As Donald Trump continues in his very controversial presidency of the US, you have to agree he is an agent of change. Whether you like or dislike his policies and his delivery, he is single-handedly spearheading a culture change within America that is also being emulated in other parts of the world. We'll find out for sure later this year how many of his fellow Americans support his style. That is assuming he will run again. But one thing for me is certain: it puts the culture of leadership front and centre.
Here is a more local and less controversial story of culture. The Selfridges Group is a global department store retailer, that owns the Holt Renfrew chain in Canada, the Brown Thomas Group in Ireland and the Selfridges stores in the UK. To further maximise its reach and expertise in running profitable stores, it acquired de Bijenkorf, the Dutch department store retailer, in 2011.
Buying and integrating any acquisition is a challenge, but in this case, the fit with the overall group was strong. It was very clear that de Bijenkorf had more potential to grow sales and profitability, once the expertise of the wider group was integrated with it. As the ink was drying on the contract, a Selfridges Group team started to immerse itself in the new business and was careful to not be imposing or directive.
Within a few months, I was invited to delve in and get to grips with the culture, the strategy and the mechanics of how the organisation was run.

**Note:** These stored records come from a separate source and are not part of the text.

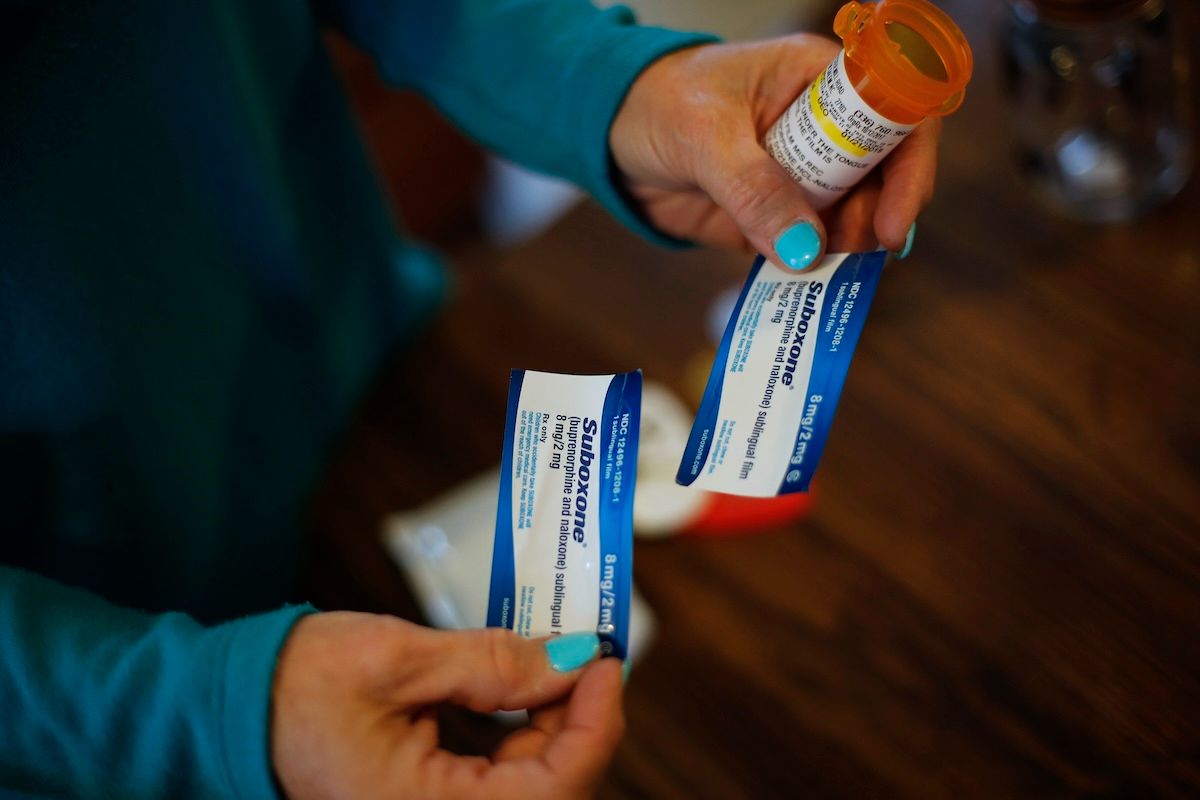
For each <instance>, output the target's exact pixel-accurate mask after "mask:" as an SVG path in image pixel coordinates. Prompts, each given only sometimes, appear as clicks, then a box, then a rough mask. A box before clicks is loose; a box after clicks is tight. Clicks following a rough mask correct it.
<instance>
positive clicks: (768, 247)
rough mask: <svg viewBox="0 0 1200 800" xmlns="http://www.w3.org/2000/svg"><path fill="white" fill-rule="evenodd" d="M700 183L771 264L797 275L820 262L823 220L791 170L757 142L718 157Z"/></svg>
mask: <svg viewBox="0 0 1200 800" xmlns="http://www.w3.org/2000/svg"><path fill="white" fill-rule="evenodd" d="M698 184H700V186H701V188H703V190H704V191H706V192H708V194H709V197H712V198H713V200H715V201H716V204H718V205H719V206H721V207H722V209H725V210H726V211H727V212H728V213H730V216H732V217H733V221H734V222H736V223H737V224H738V228H740V229H742V233H743V234H745V237H746V239H748V240H749V241H750V243H751V245H754V246H755V247H756V248H757V249H758V252H760V253H762V254H763V255H766V257H767V258H769V259H770V260H773V261H775V263H776V264H779V265H780V266H784V267H787V269H792V270H805V269H808V267H810V266H812V265H814V264H816V263H817V261H818V260H820V258H821V255H822V253H823V251H824V241H826V233H824V225H823V224H822V222H821V218H820V217H818V216H817V212H816V211H814V210H812V206H811V205H810V204H809V200H808V197H805V194H804V191H803V190H802V188H800V187H799V185H798V184H797V182H796V181H794V180H792V176H791V175H788V174H787V170H785V169H784V168H782V167H780V166H779V164H778V163H776V162H775V160H774V158H772V157H770V155H769V154H768V152H767V151H766V150H763V149H762V148H760V146H758V145H757V143H748V144H744V145H739V146H738V148H736V149H733V150H731V151H727V152H724V154H714V157H713V161H712V162H710V164H709V166H708V168H707V170H706V174H704V175H702V176H700V181H698Z"/></svg>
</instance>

It quickly emerged how cultural leadership can differ across countries. Despite us treading lightly, some of the old leadership team saw us as interfering. Their expectation was that they would continue to operate forever as a stand-alone business, with simply the occasional update on progress to the group. That made for a steep learning curve.
Authority versus Decision-making
The thing is, regardless of whether it's during an acquisition or even just with business as usual, doing business across different cultures is challenging. In our day-to-day activities, most of us concentrate on strategy and operational detail.
We busy ourselves talking about new products, cutting costs, driving synergies and developing new markets. We just don't give enough airtime to the topic of culture. Considered a softer issue by many, but the crucial one in my experience.
I want to focus here on two key dimensions of leadership culture. One is authority and the other is decision-making. In some cultures, they are one and the same. But let me illustrate how they are very different. Here, I will draw from excellent research from Erin Meyer, professor at INSEAD.
Since modern management theory started to develop (mainly in the US) in the 1960s, we have learned that being democratic is much more preferable and effective to being authoritarian.
Leaders encourage their people to speak up, to use first names and, ultimately, have become more inclusive. Empowerment is also a new buzzword and 'management by objectives' has become the norm. Tentative problem-solving is encouraged at ground level and then escalated to management for a decision. And it is expected that decisions are then made quickly.
In this context, Americans see the Japanese, Germans and Dutch as very hierarchical. Yet in Japanese and German culture, where positional authority is indeed still prevalent, decision-making is much more consensual and collaborative.
Problems are discussed at ground level and solutions are sought. Leaders then act more as facilitators, rather than decision-makers.
It's interesting that the different management styles I described earlier between the Selfridges and de Bijenkorf teams were within Europe, where only a few hundred miles separate us.
But as I then described the differences in American, Japanese and German management styles, what can we say about culture differences from Chicago to Cork, Cologne to Cairo, and further east to Cebu?
Tips on the four cultures of leadership
Consider the two dimensions that Meyer refers to and imagine them intersecting on a 2x2 matrix. Then consider the team you manage, their preferred style, and adapt accordingly.
1 Hierarchical and top-down
I was speaking with an Irish organisation that has a joint venture with a Saudi Arabian partner. This culture of leadership is very prevalent in that country. My client needs to flip its default collaborative and democratic style and be more directive. That's what they expect and need. So they should be clear on expectations and not make flippant or off-the-cuff remarks, as they may be taken literally.
2 Hierarchical and collaborative
This is where teams expect the boss to make decisions but will also expect to be consulted beforehand. The leader should therefore ask lots of questions but check for quality of input and reasoning behind opinions, before making a decision. I personally use this style in Germany.
3 Democratic and top-down
Regardless of your status in the team, speak up before the decision is made. But even if you don't agree with the final decision, support it as if it was your own. You've had your say and you didn't manage to convince the relevant person. So accept it and move on positively.
4 Democratic and collaborative
This is where the team gets involved in making decisions and may get upset if the leader takes over. The leader's job is to facilitate the process. Accept decision-making will take longer but the execution of decisions will be swift.
The Last Word
BoyleSports recently announced its acquisition of some additional William Hill stores. It won't have different national cultural norms to contend with, but that does not mean it can ignore organisational differences. Every organisation has a culture, even if it is not defined or written down.
The challenge is to take time to understand differences. Leaving geographic borders aside, this is intended to illustrate differences that can even exist within the same firm. After all, individuals bring different styles to the job based on past experiences of other organisations. Recognising and embracing difference is your challenge.